Das ewige Eis ist in der Regel kein angenehmer Aufenthaltsort für den Menschen mit seinen 37 Grad Körpertemperatur. Nicht selten endet eine Polar-Expedition deshalb im Desaster. Das gilt für die Wirklichkeit - man denke nur an die traurigen Schicksale von Salomon August Andrée oder Robert Falcon Scott – aber auch für die Fiktion, wie uns unter anderem Christoph Ransmayrs „Die Schrecken des Eises und der Finsternis“ oder Lovecrafts „Berge des Wahnsinns“ mahnen.
Letztgenannte Novelle hat Comicautor Alan Moore nun zur Inspiration für sein neues, kürzlich auf Englisch erschienenes Buch herangezogen. „Nemo – Heart of Ice“, so der Titel, läuft zwar nicht unter dem offiziellen „Die Liga der außergewöhnlichen Gentlemen“-Banner, könnte dies aber problemlos tun. Die Parallelen sind deutlich: Zum einen ist da die Hauptfigur Janni, die bereits in „Century: 1910“ auftauchende Tochter von Captain Nemo, und wie die übrigen Bände der Reihe strotzt auch dieses Buch vor Anspielungen und Querverweisen auf die Populärkultur.
Die Zitate sind wieder immer ausschweifend und zeugen von der manischen Belesenheit des Autors. Wer will, kann den Erzählfluss von „Heart of Ice“ mit Joseph Conrads „Heart of Darkness“ vergleichen, es tauchen Figuren aus H. Rider Haggards Abenteuerprosa auf, Orson Welles „Citizen Kane“ wird zitiert und wer aufmerksam hinschaut, wird sogar Dashiell Hammetts „Malteser Falke“ auf einer Kommode herumstehen sehen. Für alle Besessenen betreibt Jess Nevins in seinem Blog mal wieder eine ausführliche Bild-für-Bild-Exegese.

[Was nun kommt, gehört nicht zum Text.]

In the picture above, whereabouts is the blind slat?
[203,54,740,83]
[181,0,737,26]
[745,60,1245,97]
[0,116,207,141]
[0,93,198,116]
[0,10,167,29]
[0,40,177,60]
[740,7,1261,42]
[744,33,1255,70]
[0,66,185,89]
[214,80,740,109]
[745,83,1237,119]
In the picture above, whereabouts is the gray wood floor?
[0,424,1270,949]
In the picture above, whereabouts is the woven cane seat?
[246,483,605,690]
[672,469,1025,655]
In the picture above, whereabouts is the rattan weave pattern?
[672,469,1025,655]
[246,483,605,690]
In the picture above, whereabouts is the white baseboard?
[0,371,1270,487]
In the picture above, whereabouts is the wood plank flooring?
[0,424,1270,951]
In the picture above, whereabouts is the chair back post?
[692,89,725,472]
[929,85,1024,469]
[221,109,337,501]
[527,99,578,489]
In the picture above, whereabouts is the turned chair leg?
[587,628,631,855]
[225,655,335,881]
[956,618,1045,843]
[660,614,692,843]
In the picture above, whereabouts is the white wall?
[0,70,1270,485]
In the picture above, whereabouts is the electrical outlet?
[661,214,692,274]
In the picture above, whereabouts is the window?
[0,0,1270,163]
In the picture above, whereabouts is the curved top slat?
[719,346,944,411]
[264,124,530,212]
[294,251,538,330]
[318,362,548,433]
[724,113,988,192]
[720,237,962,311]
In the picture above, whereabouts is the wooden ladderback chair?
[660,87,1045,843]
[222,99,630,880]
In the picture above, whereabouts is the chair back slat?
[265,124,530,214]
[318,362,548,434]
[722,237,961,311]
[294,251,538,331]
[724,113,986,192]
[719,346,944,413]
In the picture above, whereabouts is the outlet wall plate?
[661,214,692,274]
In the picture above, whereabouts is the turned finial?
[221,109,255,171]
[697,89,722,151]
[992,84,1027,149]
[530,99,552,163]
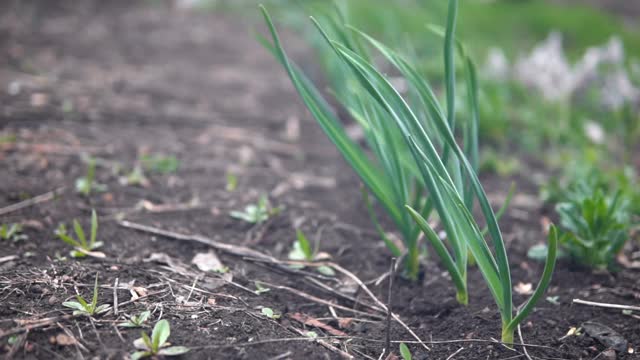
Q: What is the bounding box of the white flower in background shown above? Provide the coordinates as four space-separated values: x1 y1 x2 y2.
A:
484 47 510 80
600 68 640 110
584 121 604 144
485 32 640 110
514 32 576 100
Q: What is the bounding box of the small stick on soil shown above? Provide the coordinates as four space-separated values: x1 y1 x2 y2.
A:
0 186 66 215
113 324 126 342
289 326 354 359
447 347 464 360
326 263 431 351
518 324 533 360
269 351 291 360
573 299 640 311
113 278 118 316
118 220 431 350
0 255 18 264
384 257 396 356
262 281 383 320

Allerdings sind die wenigsten der Zitate entscheidend für oder auch nur Teil der Handlung, die so schnell erzählt wird, wie sie schnell erzählt ist: Janni folgt im Jahr 1925 den Spuren einer Expedition ihres Vaters zum Südpol. Warum, wird nicht so wirklich klar, auch nicht, was das alles mit den Verfolgern zu tun hat, die sich an ihre Fersen heften. Auf gerade einmal 56 Seiten bleibt nicht viel Platz für Charakterentwicklung, und so beschleicht einen wie schon bei den letzten „Liga“-Bänden der Verdacht, dass Moore inzwischen mehr daran gelegen ist, einen großen Metawitz zu komponieren, als mit einer packenden Geschichte zu überzeugen.

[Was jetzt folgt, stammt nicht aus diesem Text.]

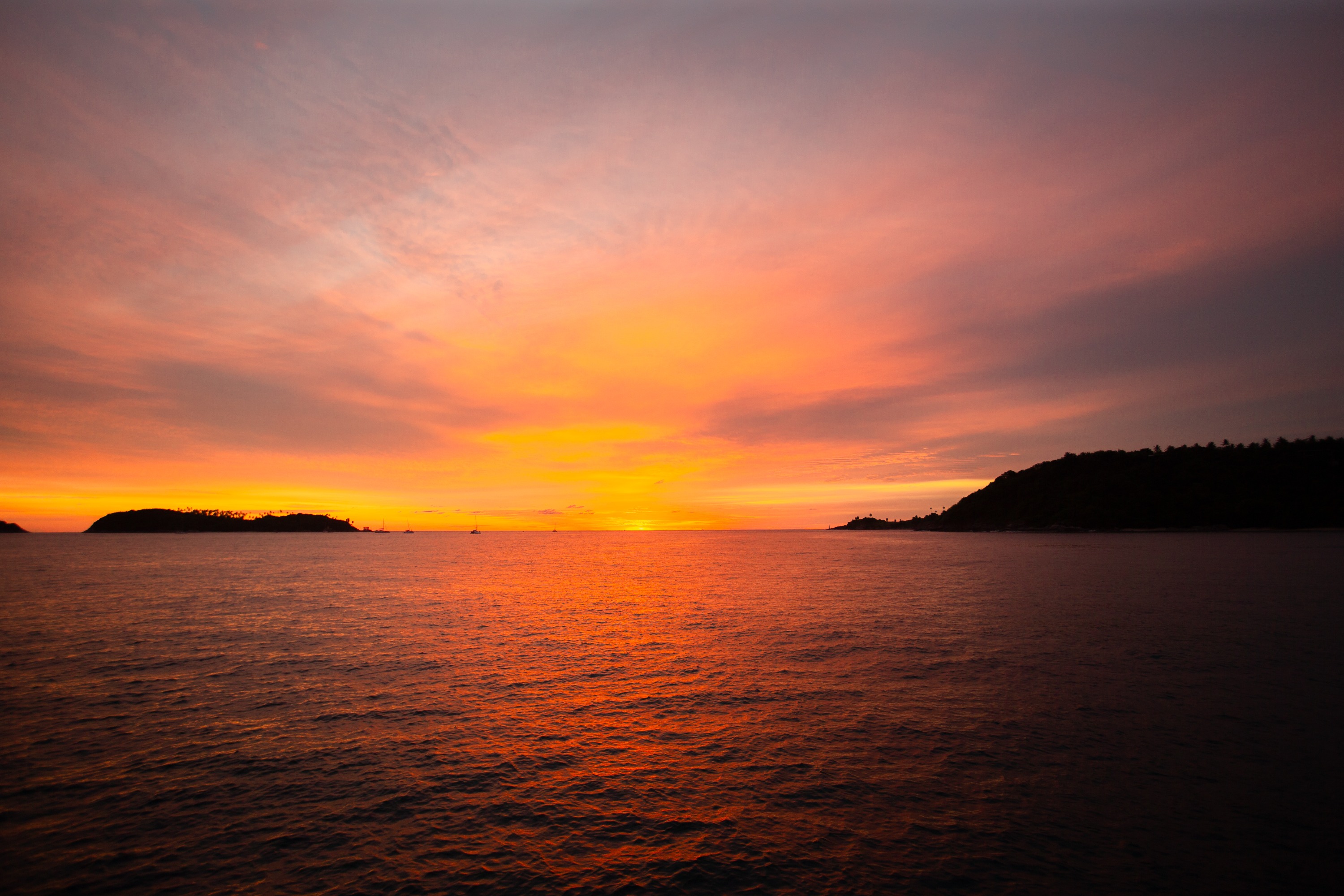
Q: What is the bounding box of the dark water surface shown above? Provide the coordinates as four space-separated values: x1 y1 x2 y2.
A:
0 532 1344 893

Gemessen an dem vorangegangenen und schwer zerfahrenen „Century: 2009“ ist „Nemo“ allerdings immerhin ein kurzweiliger Spaß geworden, der dank der gewohnt meisterhaft rau und gleichzeitig knallbunten Bilder von Kevin O'Neill, der hier ein paar wirkliche eklige Panoramen von schleimigen Monstern entworfen hat, schaurig-schön anzuschauen ist. Das tröstet freilich nicht darüber hinweg, dass „Nemo“ im großen und ganzen doch etwas aufgeblasen und überfrachtet wirkt.
Trompeten und Tentakel
Herrlich unaufgeregt gestaltet sich da im direkten Vergleich die Lektüre von „Deadbeats“. Vor kurzem beim Verlag „Self Made Hero“ erschienen, erzählen Chad Fifer und Chris Lackey, die Betreiber des H. P. Lovecraft Literary Podcasts, darin eine Lovecraft-inspirierte Zombie-Räuberpistole aus dem Chicago des Jahres 1924.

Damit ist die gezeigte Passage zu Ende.